Maxence Henneron
Maxence Henneron

Reputation: 495

Using nginx to map rails applications

I'd like to use nginx in order to map all my rails apps on port 80.

Currently, I have 3 rails apps running on port 3000 3001 and 3002 and I'd like to use nginx on port 80 to map them so :

http://127.0.0.1/app1 => 127.0.0.1:3000
http://127.0.0.1/app2 => 127.0.0.1:3001
http://127.0.0.1/app3 => 127.0.0.1:3002

Here's what I did :

server {
    listen 80;
    location /app1/ {
        proxy_pass http://127.0.0.1:3000/;
    }

    location /app2/ {
        proxy_pass http://127.0.0.1:3001/;
    }

    location /app3/ {
        proxy_pass http://127.0.0.1:3002/;
    }
}

However, when I try to access http://127.0.0.1/app1, I only get the HTML content, no assets/js/css as the browser tries to get them from http://127.0.0.1/assets instead of http://127.0.0.1/app1/assets.
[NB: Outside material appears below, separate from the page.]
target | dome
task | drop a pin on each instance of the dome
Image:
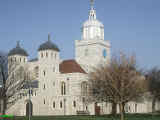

Is there a way to fix this?

Upvotes: 4

Views: 250

Answers (2)

EugZol
EugZol

Reputation: 6545

Add ActionController::Base.relative_url_root = "/app1" to the end of your config/environment.rb of app1 (similarly for other two apps). This will make Rails add proper prefix to URLs.

If you don't want to mess with Rails config, you probably could force Nginx to go through all of your assets folder until it finds the one it needs, if I'm not mistaken it could be archived like this:

location /assets/ {
  try_files /app1/$uri /app2/$uri /app3/$uri;
}

Please note that you must have different filenames for assets of different apps. That is already so if you are using asset pipeline everywhere, as it hashes file names.

UPD.

You can also try 'Referer'-based routing:

location /assets/ {
   if ($http_referer ~* /app1) {
     rewrite ^(.*)$ app1/$1 break;
   }
   if ($http_referer ~* /app2) {
     rewrite ^(.*)$ app2/$1 break;
   }
   if ($http_referer ~* /app3) {
     rewrite ^(.*)$ app3/$1 break;
   }    
}

Upvotes: 1

tompave
tompave

Reputation: 12412

This is a good default configuration for what you want to achieve:

server {
    listen 80;
    location /app1/ {
        root /srv/rails/app1/public;
        try_files $uri $uri/index.html $uri.html @app1_forward;
    }

    location @app1_forward {
      proxy_set_header X-Forwarded-For $proxy_add_x_forwarded_for;
      proxy_set_header X-Real-IP $remote_addr;
      proxy_set_header X-Forwarded-Proto $scheme;
      proxy_set_header Host $http_host;
      proxy_redirect off;
      proxy_pass http://app1_backend;
    }

    location /app2/ {
        root /srv/rails/app2/public;
        try_files $uri $uri/index.html $uri.html @app2_forward;
    }

    location @app2_forward {
      proxy_set_header X-Forwarded-For $proxy_add_x_forwarded_for;
      proxy_set_header X-Real-IP $remote_addr;
      proxy_set_header X-Forwarded-Proto $scheme;
      proxy_set_header Host $http_host;
      proxy_redirect off;
      proxy_pass http://app2_backend;
    }

    location /app3/ {
        root /srv/rails/app3/public;
        try_files $uri $uri/index.html $uri.html @app3_forward;
    }

    location @app3_forward {
      proxy_set_header X-Forwarded-For $proxy_add_x_forwarded_for;
      proxy_set_header X-Real-IP $remote_addr;
      proxy_set_header X-Forwarded-Proto $scheme;
      proxy_set_header Host $http_host;
      proxy_redirect off;
      proxy_pass http://app3_backend;
    }
}

upstream app1_backend {
    server 127.0.0.1:3000    fail_timeout=0;
}

upstream app2_backend {
    server 127.0.0.1:3001    fail_timeout=0;
}

upstream app3_backend {
    server 127.0.0.1:3002    fail_timeout=0;
}

Also check this article, where I link to this example nginx config, for Rails.